The banner for today’s post was sourced from cyclingtips

10 thoughts on “The exergaming of Parkinson’s

  1. Good stuff and great news indeed! I have a few additional observations/recommendations.

    1) Presumably, this means high-intensity exercise is not required for disease modification, which contradicts previous study conclusions.

    2) As an avid exercise specialist and PWP, I speculate that the lack of benefit to non-motor symptoms lies in the relative tediousness and solitude of riding a bike indoors for 6 months, even with the benefit of exer-gaming. I’m a big proponent of stimulating, passionate, neuro-challenging exercise when capable.

    3. Be your own study. Just pay attention to how’s, whats, whens, how much exercise makes you feel. My own exercise practically doubles as meditation.

    4. Prepare yourself for it. Lose yourself in it Take your newly discovered athlete with you!

    5. Nothing wrong with slowing disease progression. But why simply settle for that? Choose exercise and attitude that progress you! Play offense and defense. Less fear of PD, more belief in you!


  2. There is a somewhat similar 12 month trial (N=250) getting underway in the US (Jay Alberts, Cleveland Clinic). The trial is using Peloton bikes and accessories, plus the Peloton website (to record and store the data).

    PwPs in the high-intensity home exercise group will be given an aerobic-intensity target range of 60-80 percent of heart rate reserve, and a cadence target range of 80-90 RPM.

    Recruitment Status: Not yet recruiting


  3. You made a slight mistake in calculating your excercise target heart rate. You should add your resting heart rate to the percentage heart rate reserve.


  4. Simon,

    Thank you for delving into such a practical subject as exercise. Unfortunately, the paper is behind a paywall. I can only see the Summary. So, I apologize if the questions I ask are addressed in the rest of the paper.

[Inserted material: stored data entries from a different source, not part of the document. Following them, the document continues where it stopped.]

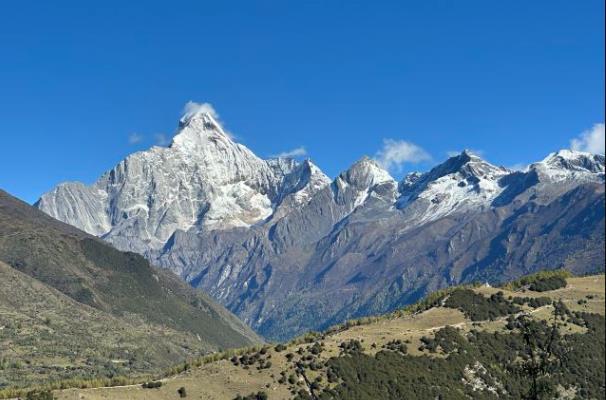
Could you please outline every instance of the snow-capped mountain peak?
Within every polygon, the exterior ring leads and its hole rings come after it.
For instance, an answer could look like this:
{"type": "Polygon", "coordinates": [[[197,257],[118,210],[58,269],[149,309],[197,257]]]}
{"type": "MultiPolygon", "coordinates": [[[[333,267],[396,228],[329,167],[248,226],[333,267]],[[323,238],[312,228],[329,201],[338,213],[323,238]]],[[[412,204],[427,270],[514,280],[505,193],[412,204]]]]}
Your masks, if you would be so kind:
{"type": "Polygon", "coordinates": [[[267,162],[283,174],[275,200],[277,207],[272,215],[274,220],[307,203],[316,192],[330,185],[330,178],[309,159],[302,163],[291,158],[275,158],[267,162]]]}
{"type": "MultiPolygon", "coordinates": [[[[481,186],[487,186],[486,182],[496,184],[500,177],[509,172],[506,168],[497,167],[471,151],[464,150],[427,173],[415,172],[407,175],[400,183],[400,191],[410,196],[445,182],[454,182],[458,187],[477,186],[475,189],[478,191],[481,186]]],[[[493,184],[488,186],[494,187],[493,184]]]]}
{"type": "Polygon", "coordinates": [[[406,174],[404,179],[400,182],[400,192],[404,192],[412,188],[418,181],[423,177],[423,173],[414,171],[406,174]]]}
{"type": "MultiPolygon", "coordinates": [[[[279,159],[280,164],[290,160],[291,168],[284,169],[284,179],[280,192],[285,197],[292,193],[299,196],[308,196],[322,187],[330,184],[330,178],[326,176],[311,160],[298,163],[292,159],[279,159]]],[[[276,161],[273,161],[274,165],[276,161]]]]}
{"type": "Polygon", "coordinates": [[[359,189],[368,189],[385,182],[395,182],[392,176],[375,160],[364,156],[339,176],[359,189]]]}
{"type": "MultiPolygon", "coordinates": [[[[528,174],[541,182],[575,184],[577,181],[604,181],[603,154],[592,154],[573,150],[560,150],[543,160],[530,164],[528,174]]],[[[566,187],[564,185],[562,187],[566,187]]]]}
{"type": "MultiPolygon", "coordinates": [[[[293,331],[341,318],[352,304],[355,312],[383,299],[395,306],[390,299],[417,294],[400,288],[407,281],[463,280],[501,260],[530,269],[548,251],[558,265],[566,243],[576,246],[570,227],[584,238],[587,225],[591,235],[603,228],[603,182],[603,155],[560,151],[514,172],[468,150],[399,187],[368,157],[331,182],[311,160],[257,157],[212,108],[192,105],[171,146],[131,154],[91,186],[61,184],[36,206],[170,268],[271,334],[285,315],[305,316],[307,325],[286,317],[293,331]],[[357,297],[369,288],[371,297],[357,297]]],[[[595,237],[583,241],[601,250],[603,235],[595,237]]],[[[570,258],[586,264],[585,251],[575,247],[570,258]]]]}
{"type": "MultiPolygon", "coordinates": [[[[446,162],[432,170],[434,178],[459,173],[466,179],[480,179],[507,173],[507,169],[497,167],[485,161],[477,154],[463,150],[461,154],[449,158],[446,162]]],[[[431,172],[430,172],[431,174],[431,172]]]]}
{"type": "Polygon", "coordinates": [[[183,150],[199,148],[209,144],[237,145],[223,129],[216,115],[209,111],[198,111],[181,118],[179,130],[170,147],[183,150]]]}
{"type": "Polygon", "coordinates": [[[179,125],[184,126],[187,125],[190,121],[195,119],[202,119],[208,122],[217,123],[219,116],[212,105],[209,103],[195,103],[188,102],[185,105],[185,109],[183,110],[183,114],[179,119],[179,125]]]}
{"type": "Polygon", "coordinates": [[[549,154],[542,161],[533,164],[550,170],[567,170],[585,173],[603,173],[604,155],[563,149],[549,154]]]}
{"type": "Polygon", "coordinates": [[[428,221],[457,210],[482,210],[503,191],[499,180],[511,173],[469,150],[450,157],[424,174],[412,173],[400,182],[398,208],[415,204],[413,214],[428,221]]]}
{"type": "Polygon", "coordinates": [[[186,108],[171,145],[131,154],[94,185],[67,183],[38,207],[121,249],[162,247],[175,231],[249,227],[290,196],[328,184],[313,164],[266,161],[236,143],[208,105],[186,108]]]}
{"type": "Polygon", "coordinates": [[[224,130],[210,105],[190,103],[169,147],[131,154],[93,185],[61,184],[36,206],[120,249],[146,253],[177,231],[258,227],[306,205],[341,218],[380,205],[401,210],[412,225],[480,212],[505,190],[500,198],[515,197],[515,185],[564,179],[603,182],[604,156],[560,151],[514,174],[465,150],[429,172],[407,175],[399,188],[377,161],[363,157],[331,183],[311,160],[257,157],[224,130]],[[328,196],[335,208],[324,210],[328,196]]]}

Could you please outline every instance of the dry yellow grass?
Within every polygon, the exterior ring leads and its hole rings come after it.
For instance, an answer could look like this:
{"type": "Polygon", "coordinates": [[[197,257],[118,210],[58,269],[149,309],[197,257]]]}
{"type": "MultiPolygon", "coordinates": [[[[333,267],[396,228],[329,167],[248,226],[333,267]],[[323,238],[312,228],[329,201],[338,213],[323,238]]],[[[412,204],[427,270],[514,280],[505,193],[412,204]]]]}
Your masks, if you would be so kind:
{"type": "MultiPolygon", "coordinates": [[[[490,295],[501,289],[480,287],[474,289],[479,293],[490,295]]],[[[554,300],[561,299],[572,310],[587,311],[604,315],[604,275],[589,276],[583,278],[571,278],[566,288],[536,293],[531,291],[510,292],[504,291],[505,296],[543,297],[548,296],[554,300]],[[588,298],[591,297],[591,298],[588,298]],[[578,304],[579,300],[586,300],[586,304],[578,304]]],[[[535,318],[549,318],[551,306],[541,307],[532,311],[535,318]]],[[[482,322],[481,329],[499,330],[505,324],[505,319],[491,322],[482,322]]],[[[456,326],[463,330],[469,330],[474,325],[472,321],[465,318],[458,310],[447,308],[433,308],[417,315],[407,315],[398,318],[385,318],[377,322],[354,326],[345,331],[325,337],[322,342],[325,351],[319,355],[321,360],[328,359],[339,354],[339,344],[351,339],[363,341],[365,351],[374,353],[381,346],[391,340],[400,339],[409,341],[408,349],[412,355],[419,354],[417,348],[420,338],[431,336],[432,332],[446,326],[456,326]],[[372,344],[376,348],[372,348],[372,344]]],[[[576,325],[568,325],[564,328],[566,333],[578,332],[582,328],[576,325]],[[570,330],[568,330],[570,329],[570,330]]],[[[159,389],[143,389],[140,385],[99,388],[85,390],[64,390],[56,392],[60,400],[101,400],[101,399],[128,399],[128,400],[168,400],[178,399],[177,390],[185,387],[188,399],[205,400],[232,400],[236,395],[247,395],[257,391],[265,391],[272,400],[288,399],[290,394],[288,385],[279,384],[277,380],[281,371],[287,374],[293,372],[292,363],[287,362],[286,354],[294,353],[300,347],[306,348],[308,344],[289,345],[287,350],[276,352],[273,348],[268,351],[271,355],[272,367],[258,371],[254,366],[245,370],[241,366],[234,366],[228,360],[218,361],[203,365],[187,371],[181,375],[166,379],[159,389]],[[272,376],[273,375],[273,376],[272,376]]],[[[439,356],[439,355],[437,355],[439,356]]],[[[314,372],[310,373],[313,379],[314,372]]]]}
{"type": "Polygon", "coordinates": [[[551,290],[549,292],[509,291],[499,288],[479,287],[475,289],[478,293],[491,295],[502,291],[505,297],[551,297],[555,300],[562,300],[571,311],[585,311],[590,313],[604,315],[604,275],[592,275],[582,278],[568,278],[565,288],[551,290]],[[593,296],[588,299],[587,296],[593,296]],[[578,301],[585,299],[587,304],[580,305],[578,301]]]}

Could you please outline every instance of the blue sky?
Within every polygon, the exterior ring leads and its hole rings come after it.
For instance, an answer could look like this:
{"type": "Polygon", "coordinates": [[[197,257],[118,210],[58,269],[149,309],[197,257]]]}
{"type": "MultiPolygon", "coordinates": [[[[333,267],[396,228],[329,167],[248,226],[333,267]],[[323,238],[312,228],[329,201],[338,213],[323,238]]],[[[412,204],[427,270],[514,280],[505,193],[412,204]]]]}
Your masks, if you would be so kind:
{"type": "Polygon", "coordinates": [[[398,177],[463,148],[527,163],[604,121],[602,0],[92,3],[0,10],[0,187],[29,202],[170,137],[188,101],[331,176],[385,143],[398,177]]]}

    As I understand the results, things got worse over the 6 month period, even for the group doing aerobic exercise (MDS-UPDRS motor test, aerobic mean=1.3 points, high, positive is bad).

    What precautions did the researchers take to ensure that the test wasn’t biased by the content of MDS-UPDRS III, I don’t remember this as having any stretching tests.

    Interestingly, 14 years post diagnosis, and always having done lots of fast walking (c. 5 miles per day) I am getting more and more problems crossing stiles, which tends to inhibit the length of my walks. So, I would probably get more benefit from doing stretching exercises.